Åstol is an island and a locality in Tjörn Municipality in Rönnäng Parish situated in the Province of Bohuslän. In 2015, Åstol lost its status as an urban area due to its population decreasing to under 200 residents. Instead, the island came to constitute a small residential area. The island is located just south of Tjörn (near Marstrand) and has approximately 200 year-round residents. The island can be reached via the Hakefjord ferry which departs from Rönnäng on Tjörn and also serves Tjörnekalv, as well as Åstol's neighboring island, Dyrön. During the summertime, there is a ferry which connects the island to and from Marstrand.

== History ==

Åstol was known as a fishing hub with a net bindery (workshop for making fish nets), as well as an ice plant that supplied ice to both Åstol's fishing fleets and other nearby fishing camps and bunker boats. The village had amenities like a shore cash desk that provided everything needed for fishing, a number of grocery stores, and a bakery. However, by the late 1960s, there was no more space left on the island to build new homes.

The fishing industry on Åstol came to an end in the 1970s when modern steel trawlers, some only a few years old, were sold off. Administratively, Åstol was originally part of Stenkyrka parish. However, following the municipal reform in 1862, it became part of Stenkyrka rural municipality.
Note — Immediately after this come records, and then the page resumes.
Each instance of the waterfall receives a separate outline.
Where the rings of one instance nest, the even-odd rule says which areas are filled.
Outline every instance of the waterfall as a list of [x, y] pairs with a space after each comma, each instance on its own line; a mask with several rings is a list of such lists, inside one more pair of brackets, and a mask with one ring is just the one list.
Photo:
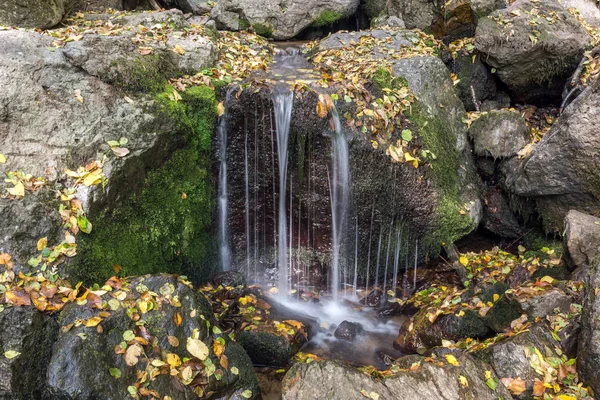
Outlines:
[[417, 263], [419, 262], [419, 239], [415, 241], [415, 272], [413, 273], [413, 290], [417, 289]]
[[287, 248], [287, 209], [285, 202], [288, 165], [288, 139], [294, 93], [287, 86], [278, 86], [273, 96], [275, 109], [275, 129], [277, 131], [277, 160], [279, 166], [279, 213], [277, 224], [277, 265], [279, 269], [279, 291], [287, 293], [288, 248]]
[[250, 188], [248, 183], [248, 122], [244, 118], [244, 125], [246, 129], [244, 137], [244, 192], [246, 195], [246, 201], [244, 208], [246, 211], [246, 278], [250, 279]]
[[358, 216], [356, 217], [356, 234], [354, 236], [354, 279], [352, 280], [352, 294], [356, 296], [358, 287]]
[[331, 118], [335, 127], [331, 135], [331, 292], [334, 301], [337, 301], [340, 287], [340, 251], [350, 197], [350, 151], [335, 106], [331, 109]]
[[227, 215], [228, 190], [227, 190], [227, 121], [229, 114], [227, 106], [231, 99], [231, 93], [234, 88], [227, 91], [225, 97], [225, 112], [221, 116], [217, 128], [217, 140], [219, 146], [219, 189], [218, 189], [218, 207], [219, 207], [219, 255], [221, 258], [221, 269], [228, 271], [231, 269], [231, 247], [229, 245], [229, 218]]

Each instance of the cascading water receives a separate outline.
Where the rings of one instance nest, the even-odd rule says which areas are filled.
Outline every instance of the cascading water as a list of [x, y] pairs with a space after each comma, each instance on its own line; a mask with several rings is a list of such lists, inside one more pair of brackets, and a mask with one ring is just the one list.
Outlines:
[[331, 109], [334, 131], [331, 136], [331, 294], [338, 300], [340, 288], [340, 252], [350, 200], [350, 151], [342, 131], [340, 115]]
[[292, 119], [294, 93], [287, 86], [277, 86], [273, 96], [275, 110], [275, 130], [277, 132], [277, 160], [279, 165], [279, 213], [277, 223], [277, 265], [279, 269], [279, 290], [289, 290], [286, 187], [288, 167], [288, 140]]
[[218, 207], [219, 207], [219, 256], [221, 269], [228, 271], [231, 269], [231, 247], [229, 244], [229, 218], [228, 218], [228, 188], [227, 188], [227, 123], [229, 113], [227, 107], [231, 100], [231, 93], [234, 88], [230, 88], [225, 96], [225, 112], [221, 116], [217, 128], [217, 140], [219, 148], [219, 188], [218, 188]]

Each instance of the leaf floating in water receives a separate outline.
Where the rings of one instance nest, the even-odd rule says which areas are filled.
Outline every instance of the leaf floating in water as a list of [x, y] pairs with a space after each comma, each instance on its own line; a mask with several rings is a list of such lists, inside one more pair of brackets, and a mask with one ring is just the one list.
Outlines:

In 1886, the Tjörnekalv municipal society was established for the locality.

From 1918 onwards, Åstol and Tjörnekalv became part of the newly formed Rönnäng rural municipality. This was later incorporated into Tjörn rural municipality in 1959, where Tjörnekalv municipal society was dissolved. Since 1971, Åstol has been part of Tjörn Municipality.

== Population development ==

Åstol's peak population consisted of around 540 inhabitants in 1960. In 2015, it lost its status as an urban area (tätort) because its population dropped below 200 people, instead becoming a small residential area (småort).

== Community ==

Åstols Handelsbod is the only operating grocery store on the island and is open year-round. It encompasses both a post office and a Systembolaget. In the middle of the harbor is Åstol's café, housed in an old warehouse. There is also a fishing boat tour, boat Hajen (The Shark), which takes sports fishers out to the sea.

== Culture ==

Åstol is renowned for hosting folk music evenings in a converted smokehouse, Åstols Rökeri, located at the end of the harbor.

The island gained further recognition when the Swedish comedy troupes Galenskaparna and After Shave filmed their satirical story "Åke från Åstol" there in the summer of 1998. This was a parody of the famous musical "Kristina från Duvemåla."

Additionally, music groups Coldtears and Åstolpojkarna both originated from Åstol.